Penang
- Use: Civil and state flag
- Proportion: 1:2
- Adopted: 1957
- Design: A triband of light blue, white and yellow; an areca nut palm tree within the middle white band.
- Designed by: C.K. Fook

= Flag of Penang =

The flag of Penang consists of three vertical bands and an areca-nut palm on a grassy mount in the centre. All three bands are of equal width. From left to right, the colour of each band is light blue, white and yellow.

The colours of the flag are derived from the tinctures of the coat of arms of Penang granted by King George VI in September 1949. Light blue denotes the sea that surrounds Penang Island, white represents peace and yellow for the prosperity of the state.

The areca-nut palm, known as pokok pinang in Malay, symbolises the tree from which Penang got its name. The tree and its grassy mount is centred within the middle white band.

The flag was slightly modified to its present form in 1963 by removing a torse of blue and white at the bottom of the grassy mount.

==History==
Penang did not have its own flag under the rule of the Sultanate of Kedah, prior to the arrival of the East India Company in 1786. The first known representation of Penang on a flag was as one of the three crowns on the flag of the Straits Settlements in use between 1877 and 1946. Following the dissolution of the Straits Settlements and the admission of Penang as a Crown colony within the Malayan Union, there appears to be little clarity as to what flag Penang used between the Straits Settlement dissolution in April 1946 and the eventual adoption of a blue ensign defaced by the 1949 arms. This would be replaced with final flag of the Crown colony was a blue ensign, defaced with a flag badge (Note: A flag badge refers to the emblem on British colonial flags identifying the colony.) depicting the areca nut palm, adopted as of the 17 June 1952 by the Settlement Council.

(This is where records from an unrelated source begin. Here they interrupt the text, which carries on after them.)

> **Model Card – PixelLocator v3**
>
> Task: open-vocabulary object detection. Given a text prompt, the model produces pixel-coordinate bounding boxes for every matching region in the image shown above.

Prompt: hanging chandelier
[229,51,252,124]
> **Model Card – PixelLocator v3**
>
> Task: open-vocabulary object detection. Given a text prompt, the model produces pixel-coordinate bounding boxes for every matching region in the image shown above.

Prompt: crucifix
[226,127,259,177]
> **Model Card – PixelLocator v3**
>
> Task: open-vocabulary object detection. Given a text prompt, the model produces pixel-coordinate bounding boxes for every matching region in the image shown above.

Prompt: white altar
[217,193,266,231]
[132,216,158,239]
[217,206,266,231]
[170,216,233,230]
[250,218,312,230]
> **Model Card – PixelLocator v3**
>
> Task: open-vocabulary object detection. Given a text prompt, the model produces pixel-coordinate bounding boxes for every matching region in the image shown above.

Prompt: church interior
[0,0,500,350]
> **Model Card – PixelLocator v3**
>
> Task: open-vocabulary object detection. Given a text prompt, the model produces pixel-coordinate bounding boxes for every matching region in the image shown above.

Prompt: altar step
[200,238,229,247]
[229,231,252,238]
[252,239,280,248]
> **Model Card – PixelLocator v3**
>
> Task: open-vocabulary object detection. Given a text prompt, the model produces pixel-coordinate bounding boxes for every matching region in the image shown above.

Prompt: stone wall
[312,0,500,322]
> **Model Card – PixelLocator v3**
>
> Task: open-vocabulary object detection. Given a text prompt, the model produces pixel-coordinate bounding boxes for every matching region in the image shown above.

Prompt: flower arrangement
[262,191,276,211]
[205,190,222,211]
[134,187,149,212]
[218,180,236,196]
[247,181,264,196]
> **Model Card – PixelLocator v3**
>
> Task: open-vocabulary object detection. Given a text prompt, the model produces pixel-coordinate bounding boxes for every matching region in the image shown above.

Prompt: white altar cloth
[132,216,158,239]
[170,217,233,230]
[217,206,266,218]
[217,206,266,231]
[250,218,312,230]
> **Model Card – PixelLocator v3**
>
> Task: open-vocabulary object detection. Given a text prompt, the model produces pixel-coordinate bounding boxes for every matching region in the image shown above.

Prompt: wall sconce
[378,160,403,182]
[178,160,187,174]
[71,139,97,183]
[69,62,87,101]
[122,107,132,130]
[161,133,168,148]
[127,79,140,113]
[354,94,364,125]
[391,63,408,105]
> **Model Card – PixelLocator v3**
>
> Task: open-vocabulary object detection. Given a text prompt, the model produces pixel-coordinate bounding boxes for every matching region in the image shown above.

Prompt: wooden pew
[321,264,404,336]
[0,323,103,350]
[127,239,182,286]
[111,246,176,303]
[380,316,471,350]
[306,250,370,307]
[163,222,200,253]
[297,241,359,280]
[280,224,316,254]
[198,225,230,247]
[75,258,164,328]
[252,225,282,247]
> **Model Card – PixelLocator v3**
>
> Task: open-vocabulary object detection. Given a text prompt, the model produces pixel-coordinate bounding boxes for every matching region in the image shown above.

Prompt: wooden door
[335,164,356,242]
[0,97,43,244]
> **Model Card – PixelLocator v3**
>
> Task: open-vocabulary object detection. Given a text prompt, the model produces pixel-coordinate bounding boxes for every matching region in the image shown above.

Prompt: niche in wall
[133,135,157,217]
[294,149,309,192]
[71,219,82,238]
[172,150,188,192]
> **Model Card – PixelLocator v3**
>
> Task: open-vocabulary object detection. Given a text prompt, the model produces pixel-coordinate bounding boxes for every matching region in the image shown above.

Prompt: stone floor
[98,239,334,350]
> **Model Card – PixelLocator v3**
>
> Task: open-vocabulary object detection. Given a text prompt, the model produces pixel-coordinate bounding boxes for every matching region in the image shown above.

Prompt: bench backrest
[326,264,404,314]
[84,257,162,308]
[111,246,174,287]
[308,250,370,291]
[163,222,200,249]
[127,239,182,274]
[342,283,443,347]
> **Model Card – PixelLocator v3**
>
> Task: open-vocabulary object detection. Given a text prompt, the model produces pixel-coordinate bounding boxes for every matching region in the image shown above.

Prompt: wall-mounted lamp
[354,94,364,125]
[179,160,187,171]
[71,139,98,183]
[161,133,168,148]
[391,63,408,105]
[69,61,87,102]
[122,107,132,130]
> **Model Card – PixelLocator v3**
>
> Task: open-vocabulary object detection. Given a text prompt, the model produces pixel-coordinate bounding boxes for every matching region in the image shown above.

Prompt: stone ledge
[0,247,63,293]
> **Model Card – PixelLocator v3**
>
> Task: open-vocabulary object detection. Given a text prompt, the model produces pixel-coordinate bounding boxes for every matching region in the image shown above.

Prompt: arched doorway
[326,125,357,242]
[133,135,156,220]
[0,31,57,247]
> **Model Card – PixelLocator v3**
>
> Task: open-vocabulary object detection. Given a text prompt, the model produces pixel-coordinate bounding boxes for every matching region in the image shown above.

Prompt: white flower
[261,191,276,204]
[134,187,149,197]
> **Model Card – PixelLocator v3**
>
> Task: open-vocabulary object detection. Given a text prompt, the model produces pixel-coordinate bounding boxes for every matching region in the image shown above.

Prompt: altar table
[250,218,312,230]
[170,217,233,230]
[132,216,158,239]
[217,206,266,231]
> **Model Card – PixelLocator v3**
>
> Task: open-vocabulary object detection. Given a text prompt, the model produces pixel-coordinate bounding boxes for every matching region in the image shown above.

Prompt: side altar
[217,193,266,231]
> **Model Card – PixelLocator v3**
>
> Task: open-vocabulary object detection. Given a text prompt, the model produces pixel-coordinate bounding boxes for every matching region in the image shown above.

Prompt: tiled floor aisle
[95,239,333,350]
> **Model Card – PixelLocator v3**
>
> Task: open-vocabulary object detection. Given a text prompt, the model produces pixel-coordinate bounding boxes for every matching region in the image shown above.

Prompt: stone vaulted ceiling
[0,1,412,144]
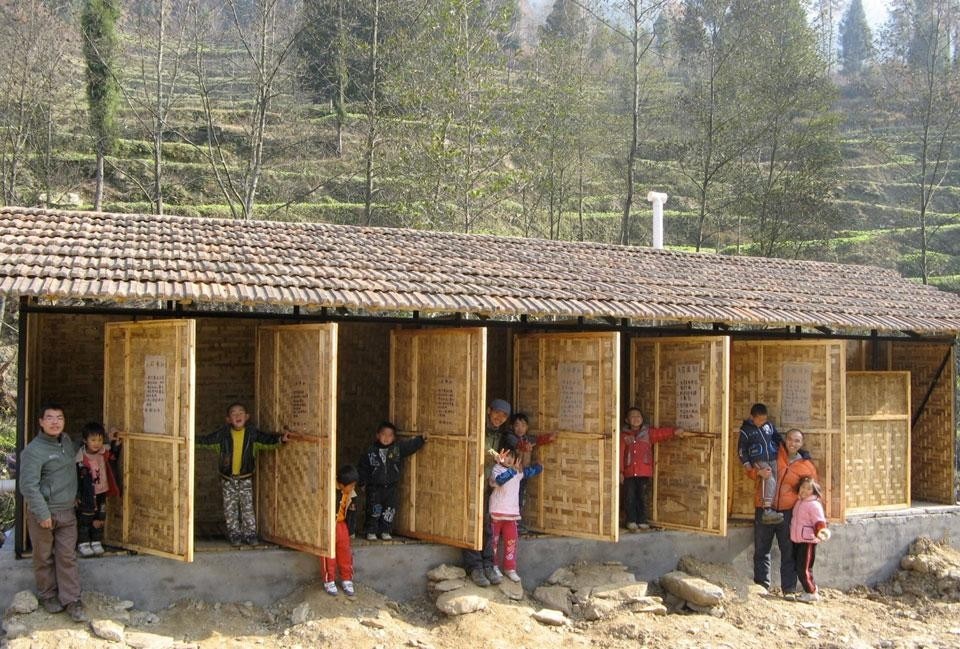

In the months preceding Malayan independence, the Settlement Government announced a competition on 17 May 1957 to design a new state flag for Penang. The winner, a C.K. Fook of 434, Chulia Street, was awarded $500 for his design on 20 August. The final modified design differed on the shade of blue submitted by Fook, but it was decided to award the prize to him regardless.

The new state flag of Penang was raised at noon on 30 August 1957 at the Padang (Note: The Sunday Standard reported that the "state flag" was flown during the ceremony. The same newspaper referred to the flag representing Malaya as the "federation flag".) in the presence of the new governor Raja Uda and the last resident commissioner Robert Porter Bingham. That evening, the Union Jack was lowered for the final time at 6:45 pm near Fort Cornwallis, George Town, marking the end of 171 years of British rule.

On 24 December 1957, nominated member Koh Sin Hock told the State Council that the flag's areca-nut palm did not resemble a real one, likening it to a coconut palm, and that he hoped a more realistic depiction could be used instead.

== Historical flags ==

Flag: Duration; Political Entity; Description
1868-1874; Straits Settlements; Adopted when Penang was part of the Straits Settlements.
1874-1904
1904-1925
1925-1946
1946-1949; Crown Colony of Penang; Identical to the Union Jack.
1949-1952; In use following the 1949 grant of arms
1952-1957; Flag badge depicting the areca nut palm tree leaved and fructed proper on a mound with a wreath of the colours of the settlement arms adopted on 16 June 1952 by the Settlement Council.
1957−1959; State of Penang; Another variant of the State Flag of Penang.

== City council flags ==

Penang is divided into two local governments. The Penang Island City Council administers Penang's capital city, George Town, and the rest of the island, while the Seberang Perai City Council governs Seberang Perai on the mainland of the Malay Peninsula.

| Local government | Penang Island City Council | Seberang Perai City Council |
|---|---|---|
| Flag |  |  |
| Municipality | George Town | Seberang Perai |

Previously, the city of George Town also had its own flag, which dated back to the grant of city status to the George Town City Council in 1957. The city council was eventually merged with the Penang Island Rural District Council in 1974 to form the Penang Island Municipal Council, which subsequently became the Penang Island City Council in 2015.